A 2022 blue FP derived from mRuby3 (Anthozoa / eqFP611 lineage), engineered via dual bacterial+mammalian screening for high intracellular brightness and efficient folding in the E. coli cytoplasm. This is directly relevant to lysate-based CFPS. It inherits the two-step oxygen-dependent maturation of its Anthozoa parent, so $\text{O}_2$ availability and incubation time both gate final readout.
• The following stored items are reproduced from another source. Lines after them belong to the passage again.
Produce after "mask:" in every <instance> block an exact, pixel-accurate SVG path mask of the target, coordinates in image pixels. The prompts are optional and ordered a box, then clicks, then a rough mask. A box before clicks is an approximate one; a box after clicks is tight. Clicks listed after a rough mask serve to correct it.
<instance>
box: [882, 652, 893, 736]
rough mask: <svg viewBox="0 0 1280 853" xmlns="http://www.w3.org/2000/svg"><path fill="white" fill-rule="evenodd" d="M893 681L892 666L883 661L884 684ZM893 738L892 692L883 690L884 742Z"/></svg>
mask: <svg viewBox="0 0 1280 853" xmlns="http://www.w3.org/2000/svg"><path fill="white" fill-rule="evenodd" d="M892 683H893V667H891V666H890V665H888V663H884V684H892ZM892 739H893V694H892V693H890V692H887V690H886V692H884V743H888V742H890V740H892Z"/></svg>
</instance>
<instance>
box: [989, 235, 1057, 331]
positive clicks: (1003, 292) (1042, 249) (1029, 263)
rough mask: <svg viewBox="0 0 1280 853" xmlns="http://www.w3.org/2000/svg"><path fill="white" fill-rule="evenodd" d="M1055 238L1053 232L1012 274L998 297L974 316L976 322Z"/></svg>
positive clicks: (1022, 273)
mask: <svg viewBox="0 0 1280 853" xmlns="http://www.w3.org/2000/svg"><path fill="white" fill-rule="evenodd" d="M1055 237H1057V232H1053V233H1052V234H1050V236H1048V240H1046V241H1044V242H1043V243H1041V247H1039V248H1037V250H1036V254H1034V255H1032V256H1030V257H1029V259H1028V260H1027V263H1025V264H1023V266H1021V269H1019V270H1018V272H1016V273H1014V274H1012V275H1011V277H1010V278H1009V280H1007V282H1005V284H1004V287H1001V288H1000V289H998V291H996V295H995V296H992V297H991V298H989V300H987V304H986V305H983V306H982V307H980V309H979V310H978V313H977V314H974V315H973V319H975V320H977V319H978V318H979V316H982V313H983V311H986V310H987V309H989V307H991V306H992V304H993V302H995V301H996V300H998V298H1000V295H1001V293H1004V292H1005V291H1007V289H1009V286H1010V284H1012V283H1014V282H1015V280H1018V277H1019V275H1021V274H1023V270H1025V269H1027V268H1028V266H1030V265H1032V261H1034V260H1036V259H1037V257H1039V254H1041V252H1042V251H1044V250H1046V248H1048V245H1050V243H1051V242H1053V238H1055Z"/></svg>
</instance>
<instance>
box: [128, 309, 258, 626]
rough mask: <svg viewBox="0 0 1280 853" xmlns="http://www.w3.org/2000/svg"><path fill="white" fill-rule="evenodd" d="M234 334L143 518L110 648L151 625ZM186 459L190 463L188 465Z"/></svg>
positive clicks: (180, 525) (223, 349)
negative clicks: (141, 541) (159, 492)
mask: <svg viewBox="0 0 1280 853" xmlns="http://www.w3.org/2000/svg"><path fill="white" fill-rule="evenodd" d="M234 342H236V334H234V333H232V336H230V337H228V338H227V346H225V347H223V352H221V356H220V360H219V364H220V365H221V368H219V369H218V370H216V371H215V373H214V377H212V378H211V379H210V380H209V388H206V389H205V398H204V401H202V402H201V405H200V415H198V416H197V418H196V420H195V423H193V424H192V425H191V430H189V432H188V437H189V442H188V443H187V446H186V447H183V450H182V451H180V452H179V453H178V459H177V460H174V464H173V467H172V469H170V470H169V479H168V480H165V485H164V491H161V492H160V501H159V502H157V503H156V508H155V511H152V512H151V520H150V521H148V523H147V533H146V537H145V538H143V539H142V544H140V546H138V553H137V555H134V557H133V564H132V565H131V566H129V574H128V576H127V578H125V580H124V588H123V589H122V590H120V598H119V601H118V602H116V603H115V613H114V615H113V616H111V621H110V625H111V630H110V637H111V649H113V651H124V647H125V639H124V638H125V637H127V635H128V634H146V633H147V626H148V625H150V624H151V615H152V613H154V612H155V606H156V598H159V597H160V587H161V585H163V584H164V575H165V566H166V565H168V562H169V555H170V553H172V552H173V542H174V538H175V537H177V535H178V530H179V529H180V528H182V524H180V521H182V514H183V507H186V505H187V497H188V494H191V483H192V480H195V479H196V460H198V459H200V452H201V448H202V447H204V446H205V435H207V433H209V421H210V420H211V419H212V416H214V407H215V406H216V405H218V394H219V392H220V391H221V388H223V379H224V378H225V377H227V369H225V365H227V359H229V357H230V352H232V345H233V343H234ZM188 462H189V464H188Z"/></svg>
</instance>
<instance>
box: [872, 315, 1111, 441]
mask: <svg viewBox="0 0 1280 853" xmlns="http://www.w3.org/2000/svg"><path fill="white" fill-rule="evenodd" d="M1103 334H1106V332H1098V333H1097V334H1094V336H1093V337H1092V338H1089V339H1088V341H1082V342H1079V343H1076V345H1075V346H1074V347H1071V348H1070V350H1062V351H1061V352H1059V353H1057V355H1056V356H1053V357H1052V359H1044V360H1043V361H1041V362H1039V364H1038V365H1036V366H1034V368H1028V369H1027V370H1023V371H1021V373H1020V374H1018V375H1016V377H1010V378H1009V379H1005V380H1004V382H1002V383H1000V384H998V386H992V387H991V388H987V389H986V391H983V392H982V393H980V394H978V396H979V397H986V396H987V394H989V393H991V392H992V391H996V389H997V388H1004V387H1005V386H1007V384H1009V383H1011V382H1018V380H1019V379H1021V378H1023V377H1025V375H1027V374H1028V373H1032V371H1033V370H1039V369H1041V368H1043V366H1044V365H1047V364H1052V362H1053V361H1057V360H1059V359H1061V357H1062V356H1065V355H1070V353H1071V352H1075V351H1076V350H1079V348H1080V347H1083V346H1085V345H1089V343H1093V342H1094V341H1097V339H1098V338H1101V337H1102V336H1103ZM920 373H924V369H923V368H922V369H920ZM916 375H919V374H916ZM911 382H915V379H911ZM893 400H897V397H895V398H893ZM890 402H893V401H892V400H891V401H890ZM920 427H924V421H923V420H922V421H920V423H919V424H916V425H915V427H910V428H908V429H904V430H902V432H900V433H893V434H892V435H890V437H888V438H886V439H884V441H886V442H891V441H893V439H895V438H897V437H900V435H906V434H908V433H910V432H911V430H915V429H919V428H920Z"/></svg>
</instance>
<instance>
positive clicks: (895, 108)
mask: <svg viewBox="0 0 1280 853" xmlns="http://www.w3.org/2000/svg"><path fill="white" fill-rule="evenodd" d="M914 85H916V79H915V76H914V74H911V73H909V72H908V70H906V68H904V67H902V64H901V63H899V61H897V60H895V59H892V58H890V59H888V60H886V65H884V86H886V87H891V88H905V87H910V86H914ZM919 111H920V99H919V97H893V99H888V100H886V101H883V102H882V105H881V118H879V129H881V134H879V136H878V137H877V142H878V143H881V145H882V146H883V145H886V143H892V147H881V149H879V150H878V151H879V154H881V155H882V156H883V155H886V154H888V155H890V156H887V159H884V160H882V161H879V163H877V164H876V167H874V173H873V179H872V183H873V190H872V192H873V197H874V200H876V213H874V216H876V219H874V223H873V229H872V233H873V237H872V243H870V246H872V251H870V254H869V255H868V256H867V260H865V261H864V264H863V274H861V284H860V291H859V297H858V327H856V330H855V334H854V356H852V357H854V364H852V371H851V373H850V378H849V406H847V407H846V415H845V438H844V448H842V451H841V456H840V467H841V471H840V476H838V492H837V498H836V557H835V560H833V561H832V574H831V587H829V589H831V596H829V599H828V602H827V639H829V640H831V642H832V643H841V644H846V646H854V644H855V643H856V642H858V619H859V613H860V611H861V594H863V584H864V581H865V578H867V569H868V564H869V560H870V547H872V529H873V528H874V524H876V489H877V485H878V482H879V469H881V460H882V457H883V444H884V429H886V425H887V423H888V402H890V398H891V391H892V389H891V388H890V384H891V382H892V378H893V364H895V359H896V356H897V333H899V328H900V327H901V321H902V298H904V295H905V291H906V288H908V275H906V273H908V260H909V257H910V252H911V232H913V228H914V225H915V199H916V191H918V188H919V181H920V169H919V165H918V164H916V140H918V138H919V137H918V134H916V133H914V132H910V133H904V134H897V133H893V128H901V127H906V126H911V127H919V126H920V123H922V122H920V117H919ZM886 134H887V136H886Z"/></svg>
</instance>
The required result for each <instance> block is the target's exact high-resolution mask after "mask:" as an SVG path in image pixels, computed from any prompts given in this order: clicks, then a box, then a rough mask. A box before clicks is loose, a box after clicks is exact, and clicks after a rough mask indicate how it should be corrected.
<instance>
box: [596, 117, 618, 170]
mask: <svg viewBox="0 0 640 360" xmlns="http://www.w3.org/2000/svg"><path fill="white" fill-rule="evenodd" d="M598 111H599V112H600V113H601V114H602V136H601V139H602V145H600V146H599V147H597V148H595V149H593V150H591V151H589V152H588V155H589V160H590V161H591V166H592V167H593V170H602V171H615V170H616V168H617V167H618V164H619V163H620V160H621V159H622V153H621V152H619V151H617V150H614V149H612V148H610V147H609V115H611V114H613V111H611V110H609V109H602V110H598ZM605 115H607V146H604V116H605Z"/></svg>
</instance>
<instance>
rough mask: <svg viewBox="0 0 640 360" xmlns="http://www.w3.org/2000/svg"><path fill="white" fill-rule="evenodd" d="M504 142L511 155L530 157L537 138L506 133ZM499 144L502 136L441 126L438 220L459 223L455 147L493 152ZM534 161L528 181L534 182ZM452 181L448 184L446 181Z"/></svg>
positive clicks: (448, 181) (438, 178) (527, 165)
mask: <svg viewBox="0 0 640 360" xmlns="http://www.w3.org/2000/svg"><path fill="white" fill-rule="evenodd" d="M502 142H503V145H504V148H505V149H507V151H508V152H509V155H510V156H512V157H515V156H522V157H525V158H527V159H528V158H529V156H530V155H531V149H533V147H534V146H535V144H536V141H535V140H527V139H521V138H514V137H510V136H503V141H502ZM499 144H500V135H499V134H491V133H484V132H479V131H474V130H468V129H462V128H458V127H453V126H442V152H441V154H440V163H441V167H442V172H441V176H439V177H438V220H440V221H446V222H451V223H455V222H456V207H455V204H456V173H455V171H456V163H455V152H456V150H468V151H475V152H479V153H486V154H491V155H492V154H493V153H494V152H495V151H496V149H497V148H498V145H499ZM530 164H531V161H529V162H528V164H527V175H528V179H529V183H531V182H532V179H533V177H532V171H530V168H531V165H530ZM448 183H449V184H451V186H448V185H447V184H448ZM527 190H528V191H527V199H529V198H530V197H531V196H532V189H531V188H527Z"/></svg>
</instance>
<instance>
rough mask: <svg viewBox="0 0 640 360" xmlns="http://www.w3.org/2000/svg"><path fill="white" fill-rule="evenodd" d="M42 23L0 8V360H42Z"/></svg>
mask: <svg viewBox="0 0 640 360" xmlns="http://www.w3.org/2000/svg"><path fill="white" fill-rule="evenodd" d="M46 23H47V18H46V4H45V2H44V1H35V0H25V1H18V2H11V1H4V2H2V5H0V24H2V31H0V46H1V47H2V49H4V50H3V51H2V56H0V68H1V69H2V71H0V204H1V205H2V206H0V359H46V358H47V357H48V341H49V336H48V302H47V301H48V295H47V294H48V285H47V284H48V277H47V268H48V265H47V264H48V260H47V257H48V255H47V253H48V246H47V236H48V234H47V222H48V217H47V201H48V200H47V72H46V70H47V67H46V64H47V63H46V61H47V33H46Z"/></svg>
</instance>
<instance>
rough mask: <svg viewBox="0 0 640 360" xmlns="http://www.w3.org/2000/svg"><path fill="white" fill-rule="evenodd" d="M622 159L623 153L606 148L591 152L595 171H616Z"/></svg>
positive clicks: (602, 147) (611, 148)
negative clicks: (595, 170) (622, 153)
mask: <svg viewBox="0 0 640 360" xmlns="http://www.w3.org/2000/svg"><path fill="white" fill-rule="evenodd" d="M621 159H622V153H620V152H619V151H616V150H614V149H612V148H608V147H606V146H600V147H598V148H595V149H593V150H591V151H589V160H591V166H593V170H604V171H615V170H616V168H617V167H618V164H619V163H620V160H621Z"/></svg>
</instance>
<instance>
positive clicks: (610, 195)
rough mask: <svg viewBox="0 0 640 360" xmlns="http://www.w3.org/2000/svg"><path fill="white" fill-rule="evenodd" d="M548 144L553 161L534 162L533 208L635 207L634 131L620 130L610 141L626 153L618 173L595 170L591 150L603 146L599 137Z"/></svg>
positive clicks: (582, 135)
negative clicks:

Q4. Hypothesis: improving mRFP1 readout over a 36-hour reaction

Rationale and expected effect. mRFP1’s two limiting properties in CFPS are slow oxygen-dependent maturation and moderate acid sensitivity. Over 36 hours, glycolysis of the supplied glucose and ribose accumulates pyruvate, lactate, and inorganic phosphate, dropping the reaction pH. This both quenches the existing mRFP1 chromophore (acid pKₐ ≈ 4.5) and slows the late oxidation step of chromophore maturation, which proceeds best near neutral pH. Raising HEPES nearly doubles buffering capacity, keeping the reaction close to pH 7.5 deep into the incubation. That preserves fluorescence of already-matured mRFP1 and gives the slow-maturing fraction the neutral-pH window it needs to finish oxidizing. The small magnesium bump offsets the extra Mg²⁺ chelation imposed by the higher buffer and phosphate concentrations, keeping ribosomes and NMP / NDP kinases active so translation continues feeding new mRFP1 molecules into the maturation pipeline through the full 36 hours rather than stalling at hour 10 to 15.

Proposed control. Test the elevated-HEPES condition against mTurquoise2 (pH-stable, fast-maturing) in parallel. If the hypothesis is correct, the buffer boost should help mRFP1 substantially more than mTurquoise2, isolating the pH / maturation effect from a generic translation-yield effect.